Dívidas ocultas: Nhangumele nega ter "massajado" o sistema
26 de agosto de 2021Esta quinta-feira (26.08), a audiência de Teófilo Nhangumele durou pouco mais de dez horas. Nhangumele identificou-se como intermediário no negócio entre o Governo moçambicano e a Privinvest, uma das empresas envolvidas no escândalo das dívidas ocultas.
Em tribunal, o arguido negou ter sugerido o pagamento de "luvas" para que as entidades governamentais flexibilizassem a criação de um projeto para a proteção da Zona Económica Exclusiva, de que a Privinvest e outras empresas tirariam proveito.
"Massajar o sistema" não foi uma sugestão sua, reiterou Nhangumele. O Ministério Público perguntou o que isso significa.
"É facilitar as coisas", respondeu o réu.
"Uma das maneiras de fazer com que as pessoas percebam o que nós queremos implementar é levá-las a viajar para verem as potencialidades e os equipamentos. Esse é que era o pensamento. Massajar o sistema é exatamente isso", argumentou Teófilo Nhangumele. "Por exemplo, se queremos obter uma aprovação do Governo, podemos levar membros do Governo a assistir a uma conferência internacional sobre pirataria. Então, ao processo de educar as pessoas de modo a tomar decisões informadas e lúcidas chama-se massajar o sistema", acrescentou.
Pagamento de subornos
O Ministério Público entende que "massajar o sistema" foi um esquema de pagamento de subornos a entidades governamentais para que o projeto fosse aprovado.
Ana Sheila, magistrada do Ministério Público, apresentou como prova um e-mail que o réu teria trocado com o negociador da Privinvest, Jean Boustani, mas Nhangumele negou a sua autoria.
"Não, esta resposta não é minha", afirmou.
"Parece que a resposta vem do Jean [Boustani], segundo aquilo que entendi da leitura. Eu tenho e-mails. Essa resposta aqui é do Jean Boustani", insistiu o réu.
A proposta de "massajar o sistema" não terá avançado porque a Privinvest teria afirmado que todos os pagamentos seriam efetuados apenas depois da concretização do projeto.
Dividir 50 milhões de dólares
O Ministério Público exibiu um outro e-mail, trocado entre Boustani e Nhangumele, onde se sugeria a divisão de 50 milhões de dólares entre Nhangumele e os co-arguidos Armando Ndambi Guebuza e Bruno Langa.

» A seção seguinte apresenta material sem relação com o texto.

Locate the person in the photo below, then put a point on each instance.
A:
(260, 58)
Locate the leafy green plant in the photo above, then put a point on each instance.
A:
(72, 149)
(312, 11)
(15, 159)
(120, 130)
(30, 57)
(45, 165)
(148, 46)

Nhangumele disse em tribunal que Ndambi Guebuza, o filho mais velho do ex-Presidente Armando Guebuza, recebeu 33 milhões de dólares da Privinvest.

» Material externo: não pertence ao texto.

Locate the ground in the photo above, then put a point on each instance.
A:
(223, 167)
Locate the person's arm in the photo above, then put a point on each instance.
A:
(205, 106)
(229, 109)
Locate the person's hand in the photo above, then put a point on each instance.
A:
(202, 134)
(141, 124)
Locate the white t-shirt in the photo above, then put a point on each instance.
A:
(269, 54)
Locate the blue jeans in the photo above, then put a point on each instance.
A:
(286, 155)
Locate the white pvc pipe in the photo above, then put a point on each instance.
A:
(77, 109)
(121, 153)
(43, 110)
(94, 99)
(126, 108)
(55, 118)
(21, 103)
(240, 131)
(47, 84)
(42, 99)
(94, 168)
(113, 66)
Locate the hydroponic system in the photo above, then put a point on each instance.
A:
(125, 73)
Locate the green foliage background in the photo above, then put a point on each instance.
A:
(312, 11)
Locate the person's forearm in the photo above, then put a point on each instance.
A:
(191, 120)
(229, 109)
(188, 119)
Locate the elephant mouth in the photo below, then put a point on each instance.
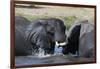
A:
(61, 43)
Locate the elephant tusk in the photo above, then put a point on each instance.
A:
(61, 44)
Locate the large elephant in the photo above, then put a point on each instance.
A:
(80, 39)
(39, 34)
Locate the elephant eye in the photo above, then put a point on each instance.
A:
(50, 33)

"Confirmo. Confirmo que escrevi isso no e-mail, sim", afirmou o réu.
O próprio Nhangumele teria recebido oito milhões de dólares. A acusação quis saber o que ele fez para receber esse dinheiro.
"Eu fiz um trabalho de facilitação. Uma das coisas que demonstra que fiz a ponte é que a Privinvest teve contactos com as autoridades governamentais – isso, doutora Sheila, pode valer quinhentos [milhões] assim como pode valer um bilião [mil milhões] de dólares. Não há nenhum preço de mercado que possa ser consultado" para se chegar ao valor do trabalho, respondeu o arguido, admitindo o recebimento do valor.
Em alguns e-mails trocados entre Boustani e Nhangumele, Ndambi Guebuza era chamado de "Cinderela", António Carlos do Rosário, ex-diretor da inteligência económica da "secreta", era chamado de "Bang", e Manuel Chang, ex-ministro das Finanças, era chamado de "Yellow Man" ou "Chopstick".
A audiência de Nhangumele começou na quarta-feira (25.08) e deverá continuar na sexta-feira.